Domani 2 giugno si festeggia la nascita della Repubblica italiana.

Il 2 e 3 giugno del 1946 gli italiani furono chiamati alle urne per esprimere con un referendum istituzionale a suffragio universale la scelta sulla forma di governo da adottare tra monarchia e repubblica, dopo la caduta del fascismo. Con una differenza di circa 2 milioni di voti prevalse la Repubblica che portò all'esilio dei monarchi di casa Savoia ed alla ripartenza del nostro paese dilaniato da anni di guerra, distruzione, miseria e sangue; un momento fondamentale nella storia dell'Italia che vide per la prima volta al voto anche le donne. Oggi il Presidente della Repubblica, Sergio Mattarella, al termine del concerto tenuto al Quirinale e diretto dal maestro Riccardo Muti, ha esortato gli italiani ad affrontare con grande energia, fiducia, spirito di solidarietà ed affiatamento questo momento che, nonostante le difficoltà, lascia intravedere la fase di uscita dalla crisi.

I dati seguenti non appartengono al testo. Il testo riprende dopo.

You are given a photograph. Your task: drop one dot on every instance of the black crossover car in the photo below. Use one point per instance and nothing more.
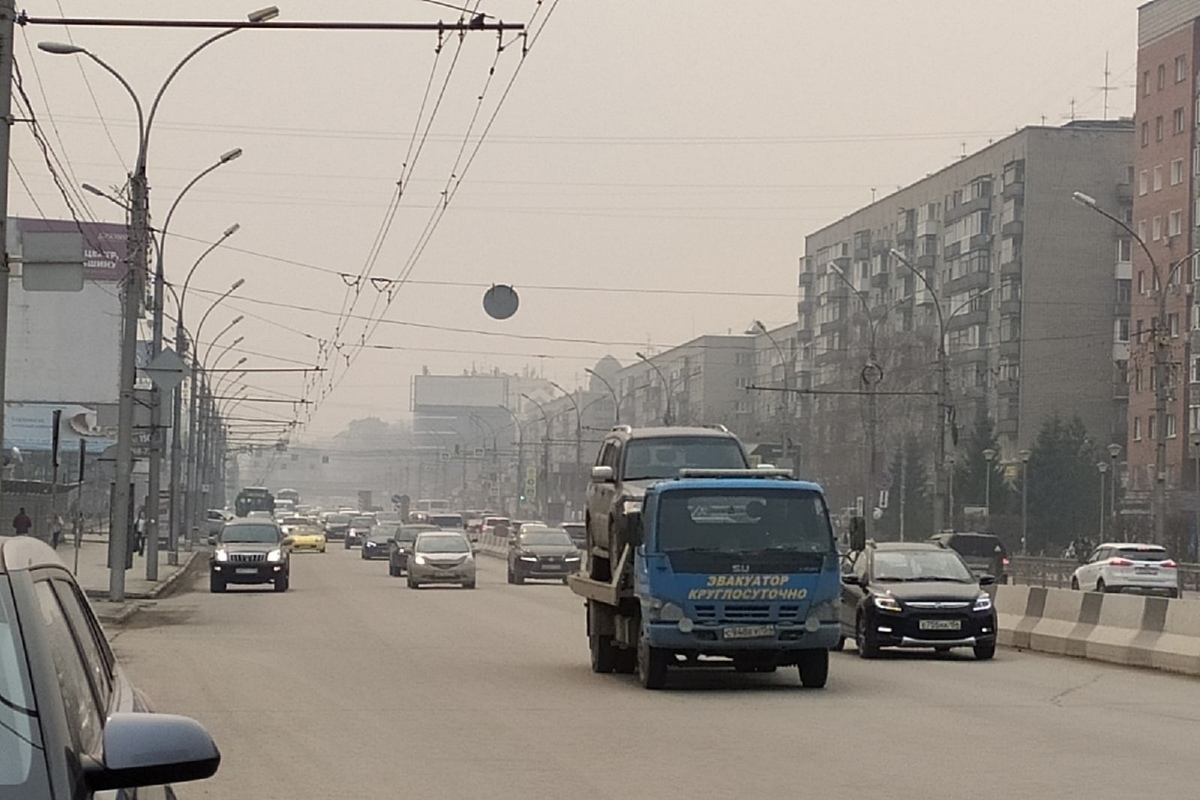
(71, 725)
(916, 595)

Dobbiamo mettere da parte le liti esasperate che creano sfiducia e malessere, uscire dall'isolamento e solitudine dando spazio alla creatività italiana che ha permesso al nostro paese di affrontare e superare momenti bui della nostra storia come il dopo guerra e la lotta al terrorismo. Un discorso, quello del nostro Presidente della Repubblica, semplice ma privo di retorica e denso di significati, pronunciato da un uomo importante ma semplice, con parole che riusciranno a risvegliare nel cuore di ognuno di noi quell'orgoglio di essere italiani nel ricordo di chi ha sacrificato la sua vita, senza la minima esitazione, per il bene del nostro paese.